Steve Darby is unarguably the most high profile coach in Indian football, in recent times. His curriculum vitae will be unrivaled in India, where coaches have rarely won league and cup titles in multiple countries. He has decades of experience behind him and usually prefers an attacking style of play by deploying a 4-2-3-1 system. Like Dempo coach Armando Colaco, Darby is also a big fan of legendary Dynamo Kyiv coach Valeriy Lobanovsky.

Darby also has a keen eye for stats. In an interview given to a Germany based Thai football site, Darby had this to say about 2010 World Cup.

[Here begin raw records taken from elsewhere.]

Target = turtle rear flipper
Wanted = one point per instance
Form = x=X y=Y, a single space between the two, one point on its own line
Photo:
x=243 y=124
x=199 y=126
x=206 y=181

In terms of Thai football, I regularly send information to the Thai TPL coaches and from this World Cup I sent the following –

Goals scored: 145

1 touch 104…………71%

2 touch 28…………19%

2+ touch 13…………10%

right foot 89…………61%

left foot 26…………18%

header 30…………21%

set pieces 43…………30%

inside box 128…………88%

outside 17…………..12%

The possible benefit of stats (similar to most tournaments except decrease in set piece goals) shooting practice should be done inside box…1 or maximum 2 touch (90% of goals)…coming from all angles waste of time shooting practice outside of box?? Do we work enough on realistic heading practice 21 % of goals? When defending should we work on pushing players on to their left foot? (unless they are overtly left footed) set pieces down…was it the ball? or better defending at set pieces…I have never seen so many quality free kick takers put the ball over the bar.” [sic]

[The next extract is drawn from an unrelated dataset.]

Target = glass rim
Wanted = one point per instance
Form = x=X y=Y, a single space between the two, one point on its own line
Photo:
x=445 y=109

Under these circumstances, it’s important that Mohun Bagan officials let the coach do his job independently. Kolkata football officials are infamous for their interference with coaching duties and a high profile coach such as Darby will never tolerate these things. Steve Darby is a proven coach and he would need some time to get acclimatized to Indian football. The countries where he has coached till now usually had better facilities than those he will get at Mohun Bagan. The officials as well as Mohun Bagan’s huge fan base need to be patient with Darby in the first few months. He is sure to bring results once he gets adequate time.